Do you have to file taxes on student loans?
When filing taxes, don’t report your student loans as income. Student loans aren’t taxable because you’ll eventually repay them.
Free money used for school is treated differently. You don’t pay taxes on scholarship or fellowship money used toward tuition, fees and equipment or books required for coursework. If your entire scholarship is nontaxable, you don’t have to report it on your return.
But any portion of those funds used for room and board, research, travel or optional equipment is taxable. You’ll report it as part of your gross income.
If you benefitted from an employer student loan repayment program, any money you received after March 27, 2020 is not considered taxable income.
How to deduct student loan interest
If you repaid student loans last year, you may be eligible for the student loan interest deduction.

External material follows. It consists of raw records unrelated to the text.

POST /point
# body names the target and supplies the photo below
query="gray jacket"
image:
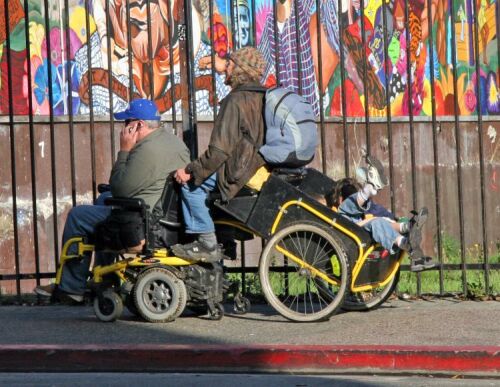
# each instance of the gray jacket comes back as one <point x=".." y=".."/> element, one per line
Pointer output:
<point x="141" y="173"/>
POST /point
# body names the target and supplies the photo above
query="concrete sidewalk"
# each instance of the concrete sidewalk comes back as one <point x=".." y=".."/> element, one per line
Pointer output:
<point x="442" y="336"/>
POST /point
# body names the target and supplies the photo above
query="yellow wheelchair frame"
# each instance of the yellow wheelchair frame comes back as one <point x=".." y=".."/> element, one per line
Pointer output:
<point x="314" y="262"/>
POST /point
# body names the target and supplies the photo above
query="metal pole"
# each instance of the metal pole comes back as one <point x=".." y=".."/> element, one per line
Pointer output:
<point x="52" y="137"/>
<point x="481" y="154"/>
<point x="342" y="91"/>
<point x="458" y="153"/>
<point x="32" y="148"/>
<point x="189" y="125"/>
<point x="12" y="152"/>
<point x="91" y="106"/>
<point x="388" y="105"/>
<point x="435" y="146"/>
<point x="70" y="104"/>
<point x="320" y="81"/>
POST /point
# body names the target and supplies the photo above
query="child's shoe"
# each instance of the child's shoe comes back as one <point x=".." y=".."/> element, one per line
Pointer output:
<point x="373" y="174"/>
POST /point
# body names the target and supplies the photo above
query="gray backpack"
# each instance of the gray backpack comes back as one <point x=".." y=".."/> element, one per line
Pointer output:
<point x="291" y="133"/>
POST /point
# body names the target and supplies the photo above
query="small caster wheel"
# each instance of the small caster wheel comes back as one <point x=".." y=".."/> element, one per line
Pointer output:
<point x="108" y="306"/>
<point x="217" y="313"/>
<point x="130" y="304"/>
<point x="241" y="305"/>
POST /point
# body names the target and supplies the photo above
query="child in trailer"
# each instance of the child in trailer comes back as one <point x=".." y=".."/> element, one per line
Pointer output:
<point x="353" y="201"/>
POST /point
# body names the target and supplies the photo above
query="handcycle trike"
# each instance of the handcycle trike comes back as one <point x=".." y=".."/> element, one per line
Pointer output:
<point x="313" y="262"/>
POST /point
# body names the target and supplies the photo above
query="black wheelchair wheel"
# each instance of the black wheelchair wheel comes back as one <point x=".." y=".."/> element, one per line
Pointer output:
<point x="304" y="272"/>
<point x="369" y="300"/>
<point x="159" y="295"/>
<point x="241" y="305"/>
<point x="109" y="306"/>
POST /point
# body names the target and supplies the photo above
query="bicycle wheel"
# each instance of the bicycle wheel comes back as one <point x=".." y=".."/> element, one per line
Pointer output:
<point x="304" y="272"/>
<point x="372" y="299"/>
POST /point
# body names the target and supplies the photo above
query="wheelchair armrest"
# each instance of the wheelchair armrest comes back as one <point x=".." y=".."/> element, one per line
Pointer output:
<point x="127" y="203"/>
<point x="170" y="223"/>
<point x="103" y="187"/>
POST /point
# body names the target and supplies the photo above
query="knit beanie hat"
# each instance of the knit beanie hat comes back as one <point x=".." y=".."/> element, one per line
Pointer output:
<point x="250" y="61"/>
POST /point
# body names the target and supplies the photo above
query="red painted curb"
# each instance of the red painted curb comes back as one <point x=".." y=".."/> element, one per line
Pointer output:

If your interest payment was over $600, your student loan servicer will automatically send you Form 1098-E, a student loan interest statement.
You can still deduct interest if you paid less than $600, which may be the case since most federal student loan payments have been paused interest-free since March 13, 2020. Contact your servicer to receive the form or access your online account to find the exact amount.
Filing jointly and separately with student loans
With student loans, your tax filing status mainly affects your income-driven repayment plan, if you have one. Income-driven repayment plans use the adjusted gross income listed on your taxes to determine your monthly payments.
If you file as single or head of household, your payments will be based on your income alone. If you’re married, filing jointly or filing separately can increase or decrease your student loan payments.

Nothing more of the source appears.